In winter, she turns inward to concentrate on capturing the essence of whatever attracts her eye. For example, in her series of mandarin orange still lifes, she catches the tactile sense of the rough and shiny skin of the oranges that hints at the succulent sections inside. We sense that the skin is firm but easy to peel, its texture in contrast to the fragile, papery leaves that curl around the fruit.
This three-dimensional, sculptural quality is also seen in “Choke Cherry.” Small translucent purple-red cherries glisten with rich color and ripeness. Clustered on a branch, the cherries are distinct in shape and firmness and are surrounded by smooth dark green leaves with finely serrated edges.
Bird calls still lifes a “poetic genre” and takes great care to create “altaresque” settings for her subjects. Even though her subjects are taken from nature — fruit, shells, flowers — they are meant to be seen not as if they are in an unplanned, natural setting, but in one that pays homage to the object’s essential presence and that allows us to “see the thing itself,” she explained. “Moonshells” is a good example. The delicate moonshells — gathered in October from Dorie’s Cove — are arranged carefully on a textured white cloth. The light is directed from the left side in order to draw attention to the whorls of the smooth, rounded shells, their jagged edges, and their warm yellow and orange interior colors and contours.
“Midwinter” brings the fruits of the orchard and the sea together with opened mussel shells strewn among lemons, grapefruit, and oranges.

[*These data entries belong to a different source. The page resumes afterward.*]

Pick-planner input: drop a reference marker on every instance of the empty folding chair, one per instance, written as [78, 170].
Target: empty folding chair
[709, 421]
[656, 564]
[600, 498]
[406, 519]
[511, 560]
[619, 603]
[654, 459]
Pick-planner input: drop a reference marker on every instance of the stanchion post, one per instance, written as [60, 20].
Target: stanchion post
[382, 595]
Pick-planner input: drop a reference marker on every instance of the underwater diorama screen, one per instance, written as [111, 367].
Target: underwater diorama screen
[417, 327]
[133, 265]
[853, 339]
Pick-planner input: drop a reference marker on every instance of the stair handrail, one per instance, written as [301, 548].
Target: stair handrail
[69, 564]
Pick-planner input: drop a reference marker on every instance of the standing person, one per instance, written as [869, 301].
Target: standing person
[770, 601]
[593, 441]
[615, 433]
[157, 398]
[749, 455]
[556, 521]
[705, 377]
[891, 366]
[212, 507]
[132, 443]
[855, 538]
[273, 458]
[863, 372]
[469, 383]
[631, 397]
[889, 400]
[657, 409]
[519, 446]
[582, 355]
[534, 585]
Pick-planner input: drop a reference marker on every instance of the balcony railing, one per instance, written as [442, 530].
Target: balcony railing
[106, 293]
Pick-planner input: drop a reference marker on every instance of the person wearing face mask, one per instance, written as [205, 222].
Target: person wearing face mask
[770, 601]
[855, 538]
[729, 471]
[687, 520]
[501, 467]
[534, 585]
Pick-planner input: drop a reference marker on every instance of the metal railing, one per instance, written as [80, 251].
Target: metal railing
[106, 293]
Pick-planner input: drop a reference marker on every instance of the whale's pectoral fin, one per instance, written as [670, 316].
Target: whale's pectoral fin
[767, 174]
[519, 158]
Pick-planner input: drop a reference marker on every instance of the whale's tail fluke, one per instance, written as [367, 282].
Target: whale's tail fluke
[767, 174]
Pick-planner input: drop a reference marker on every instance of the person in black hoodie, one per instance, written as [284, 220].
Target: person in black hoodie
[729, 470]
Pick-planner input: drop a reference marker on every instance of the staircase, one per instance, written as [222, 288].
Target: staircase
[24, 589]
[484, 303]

Bird’s New England childhood growing up in Concord, Massachusetts, home of the Transcendentalists, and the influence of the Hudson River School of Painting instilled in her a reverence for the untouched natural beauty of the American landscape. This sensibility is seen not only in her emphasis on capturing the essence of a subject in her still lifes but also in her landscapes. “Hodge Property,” begun during an October visit to Block Island, is a view across warm, golden fields and clear blue water, with the mainland a long grey streak across the horizon. A pale blue sky is flocked with wispy clouds. “Island View” is a meditation in subtle blues and grey. The island is Manana Island in Maine, with its rocky coast curving into the flat grey-blue water in the center of the painting and linking land, sea, and sky.